It would be an understatement to say the last few weeks have been harsh for biotech investors. However, I have used the dip to purchase beaten down companies that have upcoming catalysts and nice growing revenue from approved drugs. Medivation is a no brainer to buy at current levels as prostate cancer drug Xtandi revenue is growing substantially and management has built a nice mature low risk pipeline.
Acorda Therapeutics Inc (NASDAQ:ACOR) is another name I’ve bought into heavily over the last several weeks. Acorda’s stock has been stagnant for months as worries mounted regarding the validity of the patents protecting their multiple sclerosis (MS) drug Ampyra, which is expected to bring in over $400 Million in revenue this year. In accordance, the short float is extremely high at ~25% of shares. Many investors, like myself, were wary of investing in Acorda until there was more clarity on the direction the patent litigation would go. The direction is now clear. Acorda recently got a huge win with the USPTO’s decision to not institute inter partes review ((IPR)) on two of their main Ampyra patents and yesterday it was announced that generic drug behemoth Actavis (ACT) has agreed to settle their litigation with Acorda and not launch any generic of Ampyra until 2027, when the latest patent protecting the drug expires. Acorda is now significantly undervalued. With clarity on the strength of Acorda’s patent portfolio covering Ampyra, annual drug revenue over $400M, a strong drug pipeline, and a market cap of only $1.3B, I’m loading up on the stock as a short squeeze is now imminent.

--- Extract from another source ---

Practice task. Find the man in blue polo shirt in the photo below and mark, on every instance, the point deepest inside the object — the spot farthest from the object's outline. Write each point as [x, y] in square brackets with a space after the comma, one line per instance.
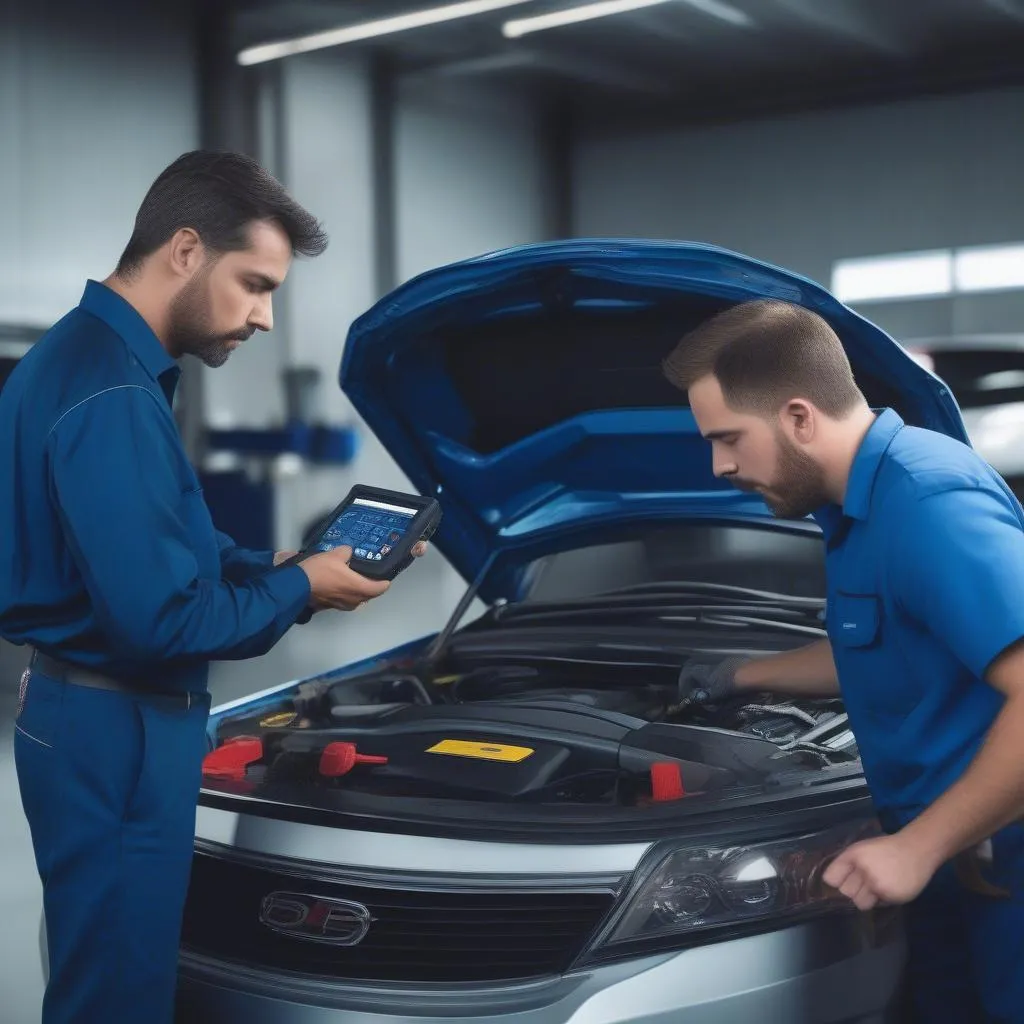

Ampyra and Mature Pipeline Significantly Undervalued
Ampyra, a drug that improves walking in patients with MS, was approved by the FDA in the beginning of 2010 and sales have been on an upward trajectory since.
*Graph made in Microsoft Excel
Management has estimated the drug will bring in $410-420M in 2015, which is on the high end of previous estimates. This accounts for the majority of Acorda’s revenue and is responsible for fueling the company and development of their pipeline. RBC Capital Markets analyst Michael Lee stated in a recent note to investors that Ampyra sales alone for the MS indication should be worth $35-44 per share. With the stock price hovering around $30, investors can see how big a steal the current price is.
I’m not going to dive deep into the details of each drug in the pipeline, but it is fair to say the company has developed an impressive pipeline that focuses mainly on neurological conditions.
*Slide from Q2 2015 Earnings Conference Call
They have two other FDA approved drugs that treat spasticity and post shingles nerve pain but revenue from these compounds is minimal with sales under $20M annually.
Acorda is looking to expand the label indication of Ampyra for the treatment of post-stroke walking deficits. The 83 patient Phase 2 study illustrated a statistically significant improvement in walking ability and functional independence in post-stroke patients compared to placebo. The company is now enrolling a Phase 3 clinical trial which will test 540 post-stroke patients in walking ability following Ampyra treatment compared to placebo. Considering over 3.5 million people in the US have had a stroke which impairs walking ability, the potential revenue increase by expanding Ampyra’s label could be enormous.
Acorda has also initiated a Phase 3 clinical trial of CVT-301 for the treatment of OFF episodes in Parkinson’s disease patients. OFF episodes are characterized by a re-emergence of PD motor symptoms, such as impaired ability to move, muscle stiffness and tremor. Phase 2b data presented at the 19th International Congress of Parkinson’s Disease and Movement Disorders (MDS) illustrated a statistically significant difference in motor function in patients experiencing an OFF episode, treated with CVT-301, than patients treated with inhaled placebo. The speed in which the drug becomes effective is incredible, with clear separation between drug and placebo occurring in just 10 minutes.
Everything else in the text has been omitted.